MIP, or mortgage insurance premium, is the name of FHA's mortgage insurance. Sometimes the part you pay upfront is called UFMIP, to differentiate it from the monthly mortgage insurance you pay on an FHA loan.

Finally, MPI, or mortgage payment insurance, is not required by lenders but may be sold to borrowers. This kind of insurance is supposed to make your payment for you in the event of illness, disability, or unemployment. These policies may be sold by insurance companies or even lenders (for instance, Bank of America makes these available to its borrowers).

Mortgage Insurers Are Back

Here's an excerpt from a letter from mortgage insurer Genworth Financial to lenders. The firm is loosening its guidelines starting April 12, 2010:

As the mortgage market continues to stabilize, Genworth's strong reliance on prudent underwriting standards
and processes will allow us to continue expanding our underwriting guidelines. We are introducing new
definitions for Retail and Non-Retail Originations. These new definitions will allow us to broaden our
guidelines in all markets, including Arizona, California, Florida, Michigan, and Nevada. Our goal is to work
with you, our lender partners, to prudently insure more loans for qualified borrowers and expand
home ownership opportunities throughout the nation.

Yes, even Arizona, California, Michigan, Florida, and Nevada are no longer considered off-limits. This really is cause for celebration: the easier it is to finance property in these areas, the better and faster the market's recovery. Here are the highlights:

  • The policy for declining and distressed real estate markets (generally meaning that almost no one can get insurance in those locations) will be abolished.
  • It will be possible to insure a mortgage on a condominium to a 95% loan-to-value (LTV).
  • Co-ops will be insurable to 95%.
  • Two-unit properties (duplexes) will now be eligible for insurance, to an LTV of 90%.
  • Manufactured housing will now be acceptable for mortgage insurance, to an LTV of 85%.

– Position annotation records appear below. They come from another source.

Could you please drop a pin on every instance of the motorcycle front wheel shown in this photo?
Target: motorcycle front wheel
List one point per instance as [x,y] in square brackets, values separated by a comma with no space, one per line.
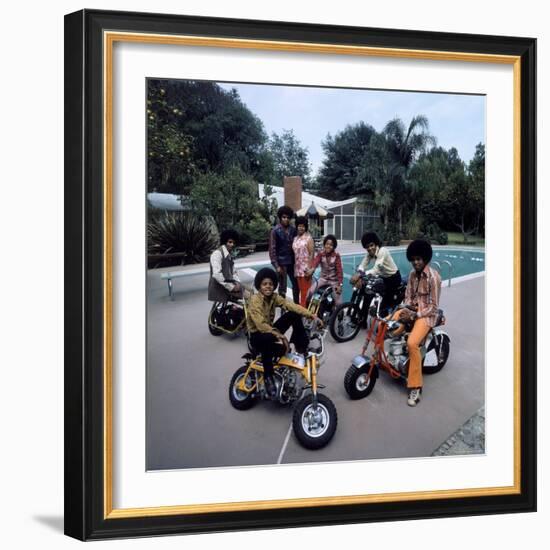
[358,383]
[214,331]
[314,424]
[345,322]
[442,346]
[239,399]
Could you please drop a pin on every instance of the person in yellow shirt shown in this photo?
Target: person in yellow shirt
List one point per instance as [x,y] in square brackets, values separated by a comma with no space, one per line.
[268,337]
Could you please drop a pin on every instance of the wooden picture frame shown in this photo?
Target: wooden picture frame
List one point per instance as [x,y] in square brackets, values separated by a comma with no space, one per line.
[89,39]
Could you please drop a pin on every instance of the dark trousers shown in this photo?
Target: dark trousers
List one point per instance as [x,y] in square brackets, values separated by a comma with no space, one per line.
[266,343]
[391,285]
[288,271]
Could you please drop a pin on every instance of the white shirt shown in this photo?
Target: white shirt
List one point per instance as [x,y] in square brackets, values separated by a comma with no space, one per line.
[216,263]
[384,266]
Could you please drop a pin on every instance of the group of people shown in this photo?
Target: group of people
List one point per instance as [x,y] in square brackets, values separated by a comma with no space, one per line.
[291,251]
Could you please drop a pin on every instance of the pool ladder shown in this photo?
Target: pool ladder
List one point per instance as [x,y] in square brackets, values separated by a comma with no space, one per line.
[447,263]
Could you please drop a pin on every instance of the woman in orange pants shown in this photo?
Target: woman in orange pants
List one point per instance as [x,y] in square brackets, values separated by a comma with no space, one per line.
[421,307]
[302,245]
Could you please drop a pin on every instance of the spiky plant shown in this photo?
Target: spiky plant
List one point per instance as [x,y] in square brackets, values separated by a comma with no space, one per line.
[184,232]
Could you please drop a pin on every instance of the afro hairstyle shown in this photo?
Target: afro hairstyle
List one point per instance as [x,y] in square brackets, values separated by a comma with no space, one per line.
[301,220]
[331,238]
[285,211]
[370,237]
[227,234]
[266,273]
[421,248]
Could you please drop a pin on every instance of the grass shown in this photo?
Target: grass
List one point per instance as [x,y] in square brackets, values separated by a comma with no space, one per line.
[457,238]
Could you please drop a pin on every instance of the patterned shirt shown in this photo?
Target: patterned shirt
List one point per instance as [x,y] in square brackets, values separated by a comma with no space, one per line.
[302,255]
[216,262]
[331,266]
[423,293]
[384,266]
[261,312]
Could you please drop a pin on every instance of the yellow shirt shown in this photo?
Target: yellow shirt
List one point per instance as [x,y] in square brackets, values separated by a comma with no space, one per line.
[261,312]
[384,266]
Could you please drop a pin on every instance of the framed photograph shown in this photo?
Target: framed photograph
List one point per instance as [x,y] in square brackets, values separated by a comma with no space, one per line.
[300,274]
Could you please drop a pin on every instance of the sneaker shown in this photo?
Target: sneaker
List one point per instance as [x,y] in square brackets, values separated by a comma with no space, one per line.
[270,388]
[414,397]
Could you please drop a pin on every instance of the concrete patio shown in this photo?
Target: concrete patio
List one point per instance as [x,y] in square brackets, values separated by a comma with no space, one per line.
[191,424]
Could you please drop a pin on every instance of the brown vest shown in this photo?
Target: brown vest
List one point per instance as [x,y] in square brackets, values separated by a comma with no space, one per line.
[216,292]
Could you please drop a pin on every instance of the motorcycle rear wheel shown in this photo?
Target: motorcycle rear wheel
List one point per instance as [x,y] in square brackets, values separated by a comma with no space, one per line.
[314,425]
[358,383]
[239,399]
[344,323]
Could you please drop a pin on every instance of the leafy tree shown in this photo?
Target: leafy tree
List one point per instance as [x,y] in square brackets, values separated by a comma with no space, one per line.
[405,145]
[289,157]
[229,198]
[476,174]
[339,176]
[376,174]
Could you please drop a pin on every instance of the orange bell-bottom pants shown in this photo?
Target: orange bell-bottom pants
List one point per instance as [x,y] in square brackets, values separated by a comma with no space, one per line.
[419,332]
[303,286]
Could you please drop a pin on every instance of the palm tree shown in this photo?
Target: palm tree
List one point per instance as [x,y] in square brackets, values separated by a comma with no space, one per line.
[405,144]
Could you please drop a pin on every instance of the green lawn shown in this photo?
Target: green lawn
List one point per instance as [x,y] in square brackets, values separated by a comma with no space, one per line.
[457,238]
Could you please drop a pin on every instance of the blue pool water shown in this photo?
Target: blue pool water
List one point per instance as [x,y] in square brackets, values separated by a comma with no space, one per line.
[463,262]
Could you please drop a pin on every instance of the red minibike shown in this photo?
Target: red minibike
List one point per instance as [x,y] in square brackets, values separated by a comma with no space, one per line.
[390,353]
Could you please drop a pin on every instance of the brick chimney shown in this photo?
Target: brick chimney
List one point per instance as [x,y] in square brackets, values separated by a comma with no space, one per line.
[293,192]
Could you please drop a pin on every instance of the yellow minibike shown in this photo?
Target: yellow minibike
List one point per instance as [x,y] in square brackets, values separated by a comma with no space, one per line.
[295,376]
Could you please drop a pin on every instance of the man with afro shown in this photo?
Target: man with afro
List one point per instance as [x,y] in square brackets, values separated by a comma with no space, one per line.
[224,282]
[268,337]
[281,253]
[379,262]
[421,308]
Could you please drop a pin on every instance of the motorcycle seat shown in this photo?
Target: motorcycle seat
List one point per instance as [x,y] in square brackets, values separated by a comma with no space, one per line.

Credit Guidelines Have Been Relaxed

Other welcome changes are the lowering of minimum credit scores to secure mortgage insurance. instead of needing a 720 or 740 credit score to qualify for mortgage insurance, borrowers with at least three trade lines encompassing a period of at least 12 months will need to following scores:

  • 680 for a 95% loan on a primary residence (purchase mortgage or rate-and-term refinance);
  • 740 for a 90% loan on a primary residence with a loan exceeding $417,000;
  • 700 for a cash-out refinance of up to 85% (many MI companies refused to insure cash-out refinances at all before now);
  • 680 for a 95% mortgage on a condominium (off-limits until now for many insurers);
  • 680 for a 90% mortgage on a duplex;
  • 680 for an 85% manufactured housing loan; and
  • 720 for a purchase or rate-and-term mortgage refinance on a second home.

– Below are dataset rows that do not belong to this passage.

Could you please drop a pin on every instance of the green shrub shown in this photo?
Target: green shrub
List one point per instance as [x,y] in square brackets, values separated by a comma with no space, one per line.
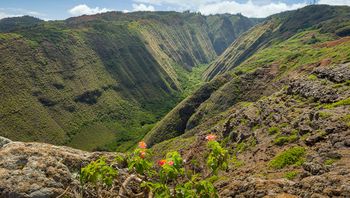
[292,156]
[168,178]
[285,139]
[274,130]
[329,161]
[291,175]
[98,172]
[344,102]
[312,77]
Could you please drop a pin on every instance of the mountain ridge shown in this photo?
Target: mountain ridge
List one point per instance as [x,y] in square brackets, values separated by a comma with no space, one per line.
[111,72]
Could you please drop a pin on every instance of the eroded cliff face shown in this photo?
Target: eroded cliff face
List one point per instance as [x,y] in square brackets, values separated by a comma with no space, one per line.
[99,82]
[41,170]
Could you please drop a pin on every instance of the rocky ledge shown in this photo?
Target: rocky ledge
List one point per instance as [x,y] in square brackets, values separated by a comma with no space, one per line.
[40,170]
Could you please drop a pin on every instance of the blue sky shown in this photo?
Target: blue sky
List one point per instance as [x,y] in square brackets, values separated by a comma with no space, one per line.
[62,9]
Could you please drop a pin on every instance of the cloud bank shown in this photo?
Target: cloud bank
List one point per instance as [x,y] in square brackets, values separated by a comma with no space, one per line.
[248,9]
[84,9]
[142,7]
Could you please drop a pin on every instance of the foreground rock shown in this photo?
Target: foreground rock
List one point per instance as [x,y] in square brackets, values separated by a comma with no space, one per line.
[39,170]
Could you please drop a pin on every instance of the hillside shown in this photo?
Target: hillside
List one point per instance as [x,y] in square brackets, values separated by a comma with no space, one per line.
[280,105]
[272,120]
[101,81]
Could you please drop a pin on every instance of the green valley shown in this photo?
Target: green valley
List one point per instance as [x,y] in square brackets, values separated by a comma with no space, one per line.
[101,82]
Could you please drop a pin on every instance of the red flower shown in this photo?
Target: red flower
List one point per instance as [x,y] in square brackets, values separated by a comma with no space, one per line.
[142,145]
[142,154]
[210,137]
[161,162]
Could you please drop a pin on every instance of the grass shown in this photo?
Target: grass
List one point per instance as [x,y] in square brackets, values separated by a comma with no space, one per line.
[312,77]
[281,140]
[292,156]
[330,161]
[324,114]
[291,175]
[274,130]
[344,102]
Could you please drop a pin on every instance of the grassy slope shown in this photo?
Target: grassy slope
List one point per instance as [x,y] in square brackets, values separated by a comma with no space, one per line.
[99,81]
[266,71]
[279,27]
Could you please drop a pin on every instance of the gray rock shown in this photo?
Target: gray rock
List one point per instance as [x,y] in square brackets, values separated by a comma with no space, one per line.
[4,141]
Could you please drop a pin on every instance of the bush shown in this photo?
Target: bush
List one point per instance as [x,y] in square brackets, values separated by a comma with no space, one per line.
[291,175]
[98,172]
[286,139]
[292,156]
[167,178]
[274,130]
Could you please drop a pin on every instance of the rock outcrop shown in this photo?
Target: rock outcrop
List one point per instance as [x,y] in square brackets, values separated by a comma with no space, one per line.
[40,170]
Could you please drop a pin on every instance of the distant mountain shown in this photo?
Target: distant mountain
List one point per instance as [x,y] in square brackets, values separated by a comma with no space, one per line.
[280,27]
[11,24]
[101,81]
[259,63]
[279,100]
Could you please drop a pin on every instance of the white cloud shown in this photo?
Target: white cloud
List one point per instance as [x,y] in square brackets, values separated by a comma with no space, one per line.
[142,7]
[17,12]
[248,9]
[84,9]
[335,2]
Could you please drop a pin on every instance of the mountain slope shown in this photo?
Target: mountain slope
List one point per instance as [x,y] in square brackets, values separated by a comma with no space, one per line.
[283,112]
[269,69]
[279,27]
[101,81]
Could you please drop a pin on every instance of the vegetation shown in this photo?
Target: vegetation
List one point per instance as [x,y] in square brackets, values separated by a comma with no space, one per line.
[291,175]
[101,83]
[292,156]
[168,178]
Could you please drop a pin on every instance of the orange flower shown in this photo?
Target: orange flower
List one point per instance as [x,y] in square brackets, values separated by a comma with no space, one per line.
[142,145]
[210,137]
[142,154]
[161,162]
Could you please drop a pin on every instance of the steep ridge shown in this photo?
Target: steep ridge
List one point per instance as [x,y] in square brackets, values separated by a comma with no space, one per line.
[280,27]
[270,68]
[283,113]
[101,81]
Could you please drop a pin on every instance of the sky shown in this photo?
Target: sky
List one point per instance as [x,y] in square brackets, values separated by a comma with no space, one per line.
[62,9]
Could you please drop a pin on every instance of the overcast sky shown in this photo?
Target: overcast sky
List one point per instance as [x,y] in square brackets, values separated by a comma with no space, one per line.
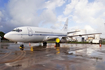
[82,14]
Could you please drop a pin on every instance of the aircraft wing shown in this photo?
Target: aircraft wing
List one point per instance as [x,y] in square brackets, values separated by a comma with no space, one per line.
[83,34]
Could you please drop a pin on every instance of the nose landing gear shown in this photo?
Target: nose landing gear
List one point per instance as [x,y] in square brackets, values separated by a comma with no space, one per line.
[21,47]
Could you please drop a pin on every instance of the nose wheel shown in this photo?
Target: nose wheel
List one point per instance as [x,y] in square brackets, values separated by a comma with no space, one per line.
[21,47]
[44,44]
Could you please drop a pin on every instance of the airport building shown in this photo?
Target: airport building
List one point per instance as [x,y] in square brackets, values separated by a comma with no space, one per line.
[81,37]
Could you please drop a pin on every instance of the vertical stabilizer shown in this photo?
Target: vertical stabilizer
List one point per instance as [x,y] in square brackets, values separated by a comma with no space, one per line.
[65,25]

In addition, Freddie Mac has announced the approval of Essent Guaranty to write mortgage insurance policies, as well as designated affiliates of flagship Freddie Mac-approved mortgage insurers Republic Mortgage Insurance Corporation (RMIC) and PMI Assurance Co. (PMAC). This means, according to Freddie Mac, increased availability of mortgage insurance for qualified borrowers with limited down payment resources.

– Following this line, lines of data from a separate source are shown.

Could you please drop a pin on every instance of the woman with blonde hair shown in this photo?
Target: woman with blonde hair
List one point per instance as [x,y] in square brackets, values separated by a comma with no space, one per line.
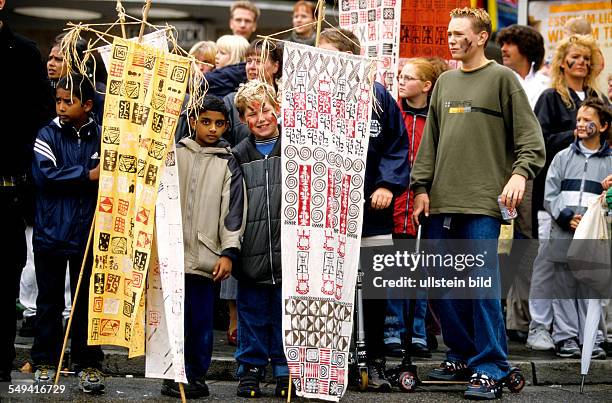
[230,50]
[573,79]
[205,52]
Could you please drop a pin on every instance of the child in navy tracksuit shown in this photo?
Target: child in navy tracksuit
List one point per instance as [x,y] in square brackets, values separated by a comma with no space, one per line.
[573,180]
[65,171]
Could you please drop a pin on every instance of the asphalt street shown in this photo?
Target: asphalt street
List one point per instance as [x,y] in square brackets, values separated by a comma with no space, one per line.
[139,389]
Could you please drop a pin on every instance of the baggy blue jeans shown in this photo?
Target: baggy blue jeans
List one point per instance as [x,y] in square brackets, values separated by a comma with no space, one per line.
[473,330]
[199,308]
[260,329]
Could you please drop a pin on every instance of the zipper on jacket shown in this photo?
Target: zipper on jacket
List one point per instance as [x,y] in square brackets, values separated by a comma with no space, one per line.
[269,220]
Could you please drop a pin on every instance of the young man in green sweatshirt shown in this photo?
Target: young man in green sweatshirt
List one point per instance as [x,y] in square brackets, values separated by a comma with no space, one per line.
[481,141]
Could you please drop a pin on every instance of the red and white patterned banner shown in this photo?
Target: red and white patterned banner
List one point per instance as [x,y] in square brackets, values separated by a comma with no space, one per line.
[377,25]
[326,108]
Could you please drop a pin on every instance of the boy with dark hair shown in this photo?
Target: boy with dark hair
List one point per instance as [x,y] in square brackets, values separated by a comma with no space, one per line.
[259,275]
[387,175]
[213,209]
[65,171]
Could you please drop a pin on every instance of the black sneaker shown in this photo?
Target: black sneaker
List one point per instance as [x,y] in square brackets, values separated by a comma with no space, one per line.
[248,383]
[481,387]
[282,387]
[91,380]
[450,371]
[377,380]
[193,390]
[568,348]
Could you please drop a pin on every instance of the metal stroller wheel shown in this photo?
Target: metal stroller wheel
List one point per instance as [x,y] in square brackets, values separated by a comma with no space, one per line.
[515,381]
[407,382]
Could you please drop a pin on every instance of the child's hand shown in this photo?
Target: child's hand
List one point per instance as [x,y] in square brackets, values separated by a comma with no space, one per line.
[223,268]
[606,183]
[94,174]
[575,221]
[513,192]
[381,198]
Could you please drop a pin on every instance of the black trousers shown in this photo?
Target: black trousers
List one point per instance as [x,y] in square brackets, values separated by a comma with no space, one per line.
[49,331]
[13,252]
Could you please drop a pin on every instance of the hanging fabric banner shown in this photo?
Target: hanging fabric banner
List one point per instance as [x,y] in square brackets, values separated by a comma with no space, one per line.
[326,108]
[376,23]
[166,284]
[145,91]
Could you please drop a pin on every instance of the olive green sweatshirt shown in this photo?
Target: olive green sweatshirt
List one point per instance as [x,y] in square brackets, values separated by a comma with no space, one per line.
[480,130]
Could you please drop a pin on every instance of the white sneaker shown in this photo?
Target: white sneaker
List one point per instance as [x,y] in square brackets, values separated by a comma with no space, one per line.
[539,339]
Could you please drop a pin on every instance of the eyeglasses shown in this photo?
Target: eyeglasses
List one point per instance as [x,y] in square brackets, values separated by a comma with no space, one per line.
[403,77]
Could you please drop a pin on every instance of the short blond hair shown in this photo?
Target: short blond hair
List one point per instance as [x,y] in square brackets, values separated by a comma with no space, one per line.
[479,17]
[254,91]
[235,45]
[247,5]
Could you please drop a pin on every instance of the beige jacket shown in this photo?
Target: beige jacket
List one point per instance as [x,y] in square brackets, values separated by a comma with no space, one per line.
[213,203]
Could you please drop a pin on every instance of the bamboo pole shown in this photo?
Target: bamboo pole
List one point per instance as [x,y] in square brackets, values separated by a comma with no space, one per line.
[320,18]
[74,301]
[145,15]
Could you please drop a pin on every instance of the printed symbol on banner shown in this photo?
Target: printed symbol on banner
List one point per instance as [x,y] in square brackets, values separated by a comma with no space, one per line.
[109,327]
[162,69]
[106,204]
[149,61]
[131,89]
[119,224]
[123,207]
[95,328]
[97,305]
[119,245]
[104,241]
[140,114]
[140,168]
[170,159]
[169,127]
[124,110]
[159,101]
[174,105]
[144,240]
[115,87]
[128,308]
[99,283]
[154,318]
[136,280]
[151,175]
[157,150]
[112,283]
[111,306]
[109,162]
[179,74]
[138,59]
[116,69]
[110,135]
[143,216]
[157,123]
[140,263]
[120,52]
[127,163]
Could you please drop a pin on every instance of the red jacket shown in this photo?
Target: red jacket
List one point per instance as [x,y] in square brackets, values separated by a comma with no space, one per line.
[414,120]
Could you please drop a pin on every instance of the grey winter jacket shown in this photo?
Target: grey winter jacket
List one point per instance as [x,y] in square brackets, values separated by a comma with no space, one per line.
[260,257]
[572,181]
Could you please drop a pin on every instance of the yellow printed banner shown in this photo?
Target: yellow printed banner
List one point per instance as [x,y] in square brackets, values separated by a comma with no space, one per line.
[145,92]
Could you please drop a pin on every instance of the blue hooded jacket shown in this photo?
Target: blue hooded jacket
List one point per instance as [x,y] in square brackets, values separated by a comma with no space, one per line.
[65,196]
[387,161]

Extra Benefits of Mortgage Insurance

Many mortgage insurers are offering extra value to those who have to purchase this necessary evil: You may be able to get a mortgage insurance discount if you take eight hours of qualified classroom home buyer education. Research shows that graduates of classroom home buyer education conducted by a non-profit agency perform better than other borrowers with similar loans.

You may also be able to get job loss protection at no extra charge from some mortgage insurers; ask about this benefit when refinancing a mortgage or buying a new home. Mortgage insurers also actively work with borrowers and mortgage lenders to come up with loan workout programs for homeowners experiencing financial hardships. It is in their best interest to help you stay in your home, and they can be powerful allies and help you negotiate with your lender.